The deal, which also includes an option for the 2015 season, was initially reported on Tuesday, with CBS Sports.com indicating the pact will be worth $28 million over the first two seasons.
Soriano comes to Washington off a very strong 2012 campaign with the New York Yankees in which the veteran righty converted 42-of-46 save opportunities after replacing an injured Mariano Rivera. He finished the season with a 2.26 earned run average over 69 appearances and struck out 69 batters over 67 2/3 innings.
The 33-year-old recorded a career-high 45 saves along with a 1.73 ERA with the Tampa Bay Rays in 2010, earning American League All-Star honors that season, and saved 27 games while a member of the NL East's Atlanta Braves the previous year.
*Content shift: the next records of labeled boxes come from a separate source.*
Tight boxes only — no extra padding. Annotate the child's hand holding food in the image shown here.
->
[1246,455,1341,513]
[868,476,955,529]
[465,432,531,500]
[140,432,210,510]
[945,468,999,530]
Over 11 major league seasons with Seattle, Atlanta, Tampa Bay and the Yankees, Soriano has registered a 15-24 record with a 2.78 ERA and 132 saves over 453 career appearances, all but eight of which have come in relief. He has also held opposing hitters to a .199 batting average over the course of his tenure in the majors.
Soriano will presumably take over the closer's role from Tyler Clippard, who led Washington with 32 saves as 2011 closer Drew Storen slowly returned from an elbow injury. Storen had 43 saves with the Nationals in 2011.
The veteran hurler signed a three-year contract with the Yankees in 2011, but opted out of the deal after last season. Soriano did receive a one-year qualifying offer from New York, meaning the Yankees will receive Washington's first-round choice in the 2013 MLB Draft.